The Indiana Court of Appeals cited the Parkland, Florida shooting in its ruling today upholding a protective order Seymour Community Schools filed against a parent.
According to court documents, a Seymour Middle School teacher molested a student in 2015. The girl needed extensive therapy and experienced suicidal thoughts. Her father unsuccessfully requested compensation from the school district.
So, on the first day of school in 2017, he stood next to the middle school holding a sign that said “We protect pedophiles.” The man also had a handgun on his right hip.
Court documents say several parents who dropped their children off for school asked officials why the man was standing on the sidewalk.
“One father was very upset that … the first thing [his] child saw … [on the] first day of school was [a] man standing outside the school with [a] gun,” court documents say.
Superintendent Robert Hooker approached the man and asked him to put his weapon in his car, because the school normally locks down when there is a weapon that close to school children. The father would not remove his firearm, but court documents say he asked the superintendent how he would feel if he brought his AK-47 to the high school that afternoon.

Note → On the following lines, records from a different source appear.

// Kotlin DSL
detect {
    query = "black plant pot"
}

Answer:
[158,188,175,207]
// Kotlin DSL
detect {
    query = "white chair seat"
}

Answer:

The superintendent asked the court for a protective order against the father because of the threat of violence. The court granted a temporary order of protection that day.
At a fact-finding hearing later, the court entered a two-year order of protection against the father, saying he posed a credible threat to safety.
The father appealed the court’s decision, arguing the school district isn’t a person, so the Indiana Civil Protection Order Act doesn’t allow it to ask for an order of protection. The court rejected that argument.
It also cited the Parkland, Florida shooting in its decision, saying those who present a threat to schools often have a relationship with the school.
“We conclude that school corporations, through their officials, are permitted to act on behalf of their students to seek orders for protection against such threats,” the ruling says.
The court also found the protective order didn’t violate the father’s Second Amendment rights.
Under the order, the man can be on Seymour Community Schools property while picking up and dropping his daughter off for school. He can also protest near school property, but must do so unarmed.